Recommendation 9-4: States should require all sellers and servers of alcohol to complete state-approved training as a condition of employment.
Recommendation 9-5: States should enact or strengthen dram shop liability statutes to authorize negligence-based civil actions against commercial providers of alcohol for serving or selling alcohol to a minor who subsequently causes injury to others, while allowing a defense for sellers who have demonstrated compliance with responsible business practices. States should include in their dram shop statutes key portions of the Model Alcoholic Beverage Retail Licensee Liability Act of 1985, including the responsible business practices defense.
Recommendation 9-6: States that allow Internet sales and home delivery of alcohol should regulate these activities to reduce the likelihood of sales to underage purchasers.
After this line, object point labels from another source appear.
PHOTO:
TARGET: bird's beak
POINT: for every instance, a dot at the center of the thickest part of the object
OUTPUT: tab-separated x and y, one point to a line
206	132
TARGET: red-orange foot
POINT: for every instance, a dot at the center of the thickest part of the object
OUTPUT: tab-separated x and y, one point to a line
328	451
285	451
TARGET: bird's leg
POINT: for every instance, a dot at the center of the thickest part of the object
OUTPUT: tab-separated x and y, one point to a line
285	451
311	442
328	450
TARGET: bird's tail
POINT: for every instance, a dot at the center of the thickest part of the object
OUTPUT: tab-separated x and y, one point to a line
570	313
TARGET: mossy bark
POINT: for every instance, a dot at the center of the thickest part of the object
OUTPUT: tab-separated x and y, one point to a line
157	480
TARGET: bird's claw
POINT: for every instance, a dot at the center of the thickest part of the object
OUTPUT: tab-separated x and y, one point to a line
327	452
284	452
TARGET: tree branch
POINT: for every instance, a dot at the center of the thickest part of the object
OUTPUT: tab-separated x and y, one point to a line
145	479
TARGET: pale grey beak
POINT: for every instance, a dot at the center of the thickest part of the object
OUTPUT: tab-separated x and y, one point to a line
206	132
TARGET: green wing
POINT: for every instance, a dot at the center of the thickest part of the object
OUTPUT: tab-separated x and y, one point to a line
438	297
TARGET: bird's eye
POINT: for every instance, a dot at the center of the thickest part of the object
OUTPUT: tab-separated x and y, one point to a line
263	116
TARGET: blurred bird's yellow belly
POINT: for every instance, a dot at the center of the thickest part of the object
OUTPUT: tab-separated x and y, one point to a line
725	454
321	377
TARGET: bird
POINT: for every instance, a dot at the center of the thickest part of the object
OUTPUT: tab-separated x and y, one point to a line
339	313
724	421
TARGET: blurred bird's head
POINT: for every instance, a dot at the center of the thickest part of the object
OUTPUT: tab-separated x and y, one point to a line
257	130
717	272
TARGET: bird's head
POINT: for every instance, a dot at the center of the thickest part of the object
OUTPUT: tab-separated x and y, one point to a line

States should
require all packages for delivery containing alcohol to be clearly labeled as such;
require persons who deliver alcohol to record the recipient’s age identification information from a valid government-issued document (such as a driver’s license or ID card); and
require recipients of home delivery of alcohol to sign a statement verifying receipt of alcohol and attesting that he or she is of legal age to purchase alcohol.
Recommendation 9-7: States and localities should implement enforcement programs to deter adults from purchasing alcohol for minors. States and communities should
routinely undertake shoulder tap or other prevention programs targeting adults who purchase alcohol for minors, using warnings, rather than citations, for the first offense;
enact and enforce laws to hold retailers responsible, as a condition of licensing, for allowing minors to loiter and solicit adults to purchase alcohol for them on outlet property; and
use nuisance and loitering ordinances as a means of discouraging youth from congregating outside of alcohol outlets in order to solicit adults to purchase alcohol.